Und weil ich in meiner Diagnose-Geschichte leider über zwei Jahre immer wieder mit dem „Wir warten mal ab, ob es von alleine besser wird“ konfrontiert war, triggert dieser Satz auch den Wut-Schalter. Er reflektiert – sehr wahrscheinlich ohne Absicht – die damalige Einstellung der Ärzte, dass das was ich all die Zeit über als massiv bedrohlich empfunden habe nur eine Kleinigkeit sei, die sich von allein erledigt.

Schutzbehauptung oder Unwissenheit?

Oft genug ist das „Das wird schon wieder“ aber auch eine Floskel, um ein Gespräch über die wirklichen Auswirkungen von ME/CFS schnell zu einem einigermaßen sozialverträglichen Ende zu bringen. Eine wirkliche Auseinandersetzung mit der Realität würde ja bedeuten, dass man sich mit der Gefühlswelt und den Problemen seines Gegenübers wirklich intensiv auseinandersetzen müsste.
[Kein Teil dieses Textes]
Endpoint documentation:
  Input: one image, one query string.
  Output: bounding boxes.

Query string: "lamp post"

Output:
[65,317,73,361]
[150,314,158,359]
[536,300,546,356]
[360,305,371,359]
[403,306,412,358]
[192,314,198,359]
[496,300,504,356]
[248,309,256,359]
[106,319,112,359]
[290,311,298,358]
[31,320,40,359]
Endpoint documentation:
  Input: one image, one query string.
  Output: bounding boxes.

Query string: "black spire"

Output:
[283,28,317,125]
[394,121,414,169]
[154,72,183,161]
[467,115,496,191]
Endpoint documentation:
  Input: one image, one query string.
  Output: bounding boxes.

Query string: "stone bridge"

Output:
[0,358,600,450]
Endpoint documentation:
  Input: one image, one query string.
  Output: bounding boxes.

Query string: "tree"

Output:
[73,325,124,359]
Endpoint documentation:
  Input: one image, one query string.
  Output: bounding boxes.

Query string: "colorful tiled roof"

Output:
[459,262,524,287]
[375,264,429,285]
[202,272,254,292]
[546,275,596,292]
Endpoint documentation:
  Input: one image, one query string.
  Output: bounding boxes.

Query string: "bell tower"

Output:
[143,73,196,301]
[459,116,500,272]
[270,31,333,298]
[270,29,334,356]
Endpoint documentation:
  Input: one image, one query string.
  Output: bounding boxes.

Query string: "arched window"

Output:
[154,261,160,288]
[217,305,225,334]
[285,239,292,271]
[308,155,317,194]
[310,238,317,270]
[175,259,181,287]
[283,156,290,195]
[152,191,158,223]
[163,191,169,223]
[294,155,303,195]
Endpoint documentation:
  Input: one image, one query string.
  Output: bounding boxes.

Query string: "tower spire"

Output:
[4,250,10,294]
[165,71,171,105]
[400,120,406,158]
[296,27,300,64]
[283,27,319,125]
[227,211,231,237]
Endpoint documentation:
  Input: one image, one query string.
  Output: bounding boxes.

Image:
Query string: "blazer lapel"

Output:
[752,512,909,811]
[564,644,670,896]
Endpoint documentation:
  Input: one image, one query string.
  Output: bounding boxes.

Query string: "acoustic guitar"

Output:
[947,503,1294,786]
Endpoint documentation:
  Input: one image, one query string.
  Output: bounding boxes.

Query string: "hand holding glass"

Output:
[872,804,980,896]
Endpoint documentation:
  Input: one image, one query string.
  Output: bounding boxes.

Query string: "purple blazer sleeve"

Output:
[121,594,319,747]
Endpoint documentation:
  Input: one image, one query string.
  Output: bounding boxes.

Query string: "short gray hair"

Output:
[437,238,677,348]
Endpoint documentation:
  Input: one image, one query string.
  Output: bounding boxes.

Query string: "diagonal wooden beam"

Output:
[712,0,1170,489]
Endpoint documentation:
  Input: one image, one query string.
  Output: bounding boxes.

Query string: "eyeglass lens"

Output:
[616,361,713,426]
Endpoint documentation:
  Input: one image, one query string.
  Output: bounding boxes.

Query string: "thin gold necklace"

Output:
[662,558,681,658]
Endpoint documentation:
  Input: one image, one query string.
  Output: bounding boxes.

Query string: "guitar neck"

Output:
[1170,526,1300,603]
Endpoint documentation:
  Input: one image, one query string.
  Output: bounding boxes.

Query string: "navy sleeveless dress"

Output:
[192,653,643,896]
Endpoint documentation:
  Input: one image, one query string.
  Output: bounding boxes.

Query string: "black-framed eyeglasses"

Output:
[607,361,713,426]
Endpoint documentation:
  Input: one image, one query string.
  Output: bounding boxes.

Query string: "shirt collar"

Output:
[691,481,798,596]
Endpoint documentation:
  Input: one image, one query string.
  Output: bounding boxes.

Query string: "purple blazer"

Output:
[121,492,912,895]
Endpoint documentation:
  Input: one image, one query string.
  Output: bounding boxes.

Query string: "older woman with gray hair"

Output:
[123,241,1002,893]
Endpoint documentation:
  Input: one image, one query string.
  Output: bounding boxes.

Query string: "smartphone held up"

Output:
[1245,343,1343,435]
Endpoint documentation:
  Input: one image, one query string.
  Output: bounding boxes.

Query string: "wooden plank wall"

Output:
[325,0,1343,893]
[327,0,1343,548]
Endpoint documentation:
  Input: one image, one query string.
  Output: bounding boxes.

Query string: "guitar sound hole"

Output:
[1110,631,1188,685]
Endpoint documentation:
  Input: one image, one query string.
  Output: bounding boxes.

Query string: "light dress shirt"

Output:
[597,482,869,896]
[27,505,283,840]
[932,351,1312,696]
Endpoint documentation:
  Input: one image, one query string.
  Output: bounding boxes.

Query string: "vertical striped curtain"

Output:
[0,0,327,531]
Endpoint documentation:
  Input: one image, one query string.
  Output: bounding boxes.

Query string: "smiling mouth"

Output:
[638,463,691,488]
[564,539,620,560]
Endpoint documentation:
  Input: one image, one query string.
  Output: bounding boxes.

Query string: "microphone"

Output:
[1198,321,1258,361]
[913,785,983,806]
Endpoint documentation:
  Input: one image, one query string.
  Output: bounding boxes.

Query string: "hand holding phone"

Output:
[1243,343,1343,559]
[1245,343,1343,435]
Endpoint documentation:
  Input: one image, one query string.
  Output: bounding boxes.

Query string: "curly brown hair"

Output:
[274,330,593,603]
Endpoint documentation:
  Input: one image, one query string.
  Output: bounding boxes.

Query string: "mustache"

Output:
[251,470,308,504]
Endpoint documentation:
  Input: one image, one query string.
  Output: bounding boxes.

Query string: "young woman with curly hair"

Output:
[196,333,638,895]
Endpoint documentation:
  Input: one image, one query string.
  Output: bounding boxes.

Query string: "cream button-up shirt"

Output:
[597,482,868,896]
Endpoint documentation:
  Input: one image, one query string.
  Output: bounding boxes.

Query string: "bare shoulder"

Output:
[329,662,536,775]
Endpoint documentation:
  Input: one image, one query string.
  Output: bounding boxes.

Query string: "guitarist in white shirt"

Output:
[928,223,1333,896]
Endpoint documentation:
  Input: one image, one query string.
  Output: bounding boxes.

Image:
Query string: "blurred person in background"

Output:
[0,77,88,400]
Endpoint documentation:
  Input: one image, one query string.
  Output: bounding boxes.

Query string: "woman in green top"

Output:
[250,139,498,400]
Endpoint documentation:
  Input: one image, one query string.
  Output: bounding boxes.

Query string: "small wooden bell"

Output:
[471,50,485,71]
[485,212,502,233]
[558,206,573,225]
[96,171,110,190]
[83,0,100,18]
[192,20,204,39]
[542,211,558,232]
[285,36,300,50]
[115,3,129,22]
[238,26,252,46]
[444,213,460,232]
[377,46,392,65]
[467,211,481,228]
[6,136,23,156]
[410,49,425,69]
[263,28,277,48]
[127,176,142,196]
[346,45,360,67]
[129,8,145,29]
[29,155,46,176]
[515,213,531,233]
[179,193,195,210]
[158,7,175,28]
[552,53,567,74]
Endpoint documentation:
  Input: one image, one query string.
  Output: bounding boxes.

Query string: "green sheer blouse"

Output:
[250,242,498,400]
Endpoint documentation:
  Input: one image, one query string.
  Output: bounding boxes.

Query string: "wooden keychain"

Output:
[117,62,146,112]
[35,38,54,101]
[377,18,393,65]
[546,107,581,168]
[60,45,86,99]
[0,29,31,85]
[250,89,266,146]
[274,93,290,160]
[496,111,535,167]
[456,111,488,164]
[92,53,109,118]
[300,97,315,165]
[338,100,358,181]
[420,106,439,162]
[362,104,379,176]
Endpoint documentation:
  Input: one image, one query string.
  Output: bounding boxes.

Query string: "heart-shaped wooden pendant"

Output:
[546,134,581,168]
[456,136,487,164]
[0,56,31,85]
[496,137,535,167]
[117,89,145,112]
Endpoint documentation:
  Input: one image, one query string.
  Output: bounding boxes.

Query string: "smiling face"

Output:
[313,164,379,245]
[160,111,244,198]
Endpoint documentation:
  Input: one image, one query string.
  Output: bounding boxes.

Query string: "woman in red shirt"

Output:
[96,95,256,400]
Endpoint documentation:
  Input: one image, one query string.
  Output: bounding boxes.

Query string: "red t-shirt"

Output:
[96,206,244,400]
Und weil man am Ende eh vermeintlich nicht helfen kann, erspart man sich so das eigene Gefühl der Ausweglosigkeit und Hilflosigkeit. Ich meine das an dieser Stelle nicht böse, so ist Mensch halt. Aber: ich erlebe das – je nachdem, wie ich selber gerade drauf bin – oft genug als Ohrfeige mit unterschwelligem „Lass mich mit Deinem Scheiss in Ruhe“. Mir ist bewusst, dass ich damit oft falsch liege. Oft genug liege ich aber auch richtig.

Übersensibel? Vielleicht.

Wer jetzt meint ich würde überreagieren, der hat möglicherweise Recht. Nur kann ich da nicht aus meiner Haut und ich bitte das zu akzeptieren. Mit ME/CFS hast Du nicht nur ganz konkrete körperliche Einschränkungen, Du tanzt auch immer am Abgrund: nicht zu verzweifeln, nicht durchzudrehen oder depressiv zu werden gehört einfach ganz fest zum Überlebenskonzept. Nur mangels Energie ist „die Firewall“ nach außen extrem dünn – gerade eben so, dass sie überhaupt funktioniert.

Wer wirklich dafür sorgen möchte „dass es wieder wird“, der kann mir gern helfen das Heute und das Morgen zu bewältigen indem er verhindert, dass ich irgendwann verschwinde. Das tun ME/CFS-Patienten nämlich mit der Zeit. Zum Einen, weil sie nicht mehr raus können, zum anderen aber auch, weil sie zwecks Schutz ihrer Firewall nicht mehr raus möchten. Den Kontakt aufrecht halten und mich als Patienten und als Mensch ernst zu nehmen ist deutlich wertvoller als irgendwelche realitätsfernen Floskeln.